It was a dusty road and the heat of the noonday sun was relentless. But the boys seemed unmoved by the heat or dust. Instead, they drank in the sight of the eucalyptus groves and the open spaces. I wondered what was going on in their minds.

There was a barbed-wire fence around the compound. The building itself was some way from the gate. From the distance nothing was visible. It looked run-down and unoccupied. A burly man peeled himself from the shadow of a tree and came towards the gate where I stood. ‘What do you want?' he asked. The brusqueness of his tone scared the boys. I smiled. My smile that can melt ice, open locks and douse a fire. His next question was less abrasive. ‘Who sent you?'

‘Nagu Reddy,' I murmured.

His brow cleared and he went back to a little room by the gate. A room made of unplastered concrete blocks and a tin roof. It was probably baking in there, which was why he had chosen to sit under the tree. He came back with a bunch of keys and opened the lock on the gate.

‘Where are the boys from?' he asked, giving Jogan and Barun a cursory look.

‘Odisha,' I said.

The man made a face. ‘Sneaky bastards! All of them!
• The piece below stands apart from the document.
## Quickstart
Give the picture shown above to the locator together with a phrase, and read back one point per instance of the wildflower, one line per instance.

The moment they come in, they are looking for a way to run away!'

Jogan and Barun looked at my face, trying to read my expression. Not a muscle on my face moved. The watchman and I could have been discussing the weather for all they knew.

‘What about Ikshu dada?' Jogan asked.

‘Can you bring him here to us?' Barun asked. All three of them had grown up together but Barun and Ikshu were cousins.

‘Let me see. I'll do my best,' I promised them, knowing very well that I would never see them again.

I led the boys towards the building. It was a child's drawing of a factory – a long low shed with a tin roof and boxes cut out for windows. The windows were boarded up on the side that faced the road. And the door opened to the other side, where there was a high wall. Beyond that was a quarry. I could hear the sound of machines at work.

A green tin door was set into the wall. It was latched from within. I rapped on the door. The metal made a hollow noise. The door opened and a man stood framed by the shadows.

‘Nagu Reddy sent me,' I said. ‘I have two boys.'

I felt a slight tug on either hand as the boys stepped back. ‘Maybe we should go back to the lawyer's house,' Jogan said. ‘I think we were too hasty.'

I pulled in the boys. ‘It's a big factory,' I told them. ‘A place where they make school bags. The more bags you make, the more money you'll earn.'

I could hear a humming, the whirr of sewing machines, the rustle of plastic sheets, the shadows. But not a human sound. They were ordered to not chat or laugh. I pushed the boys in towards the man.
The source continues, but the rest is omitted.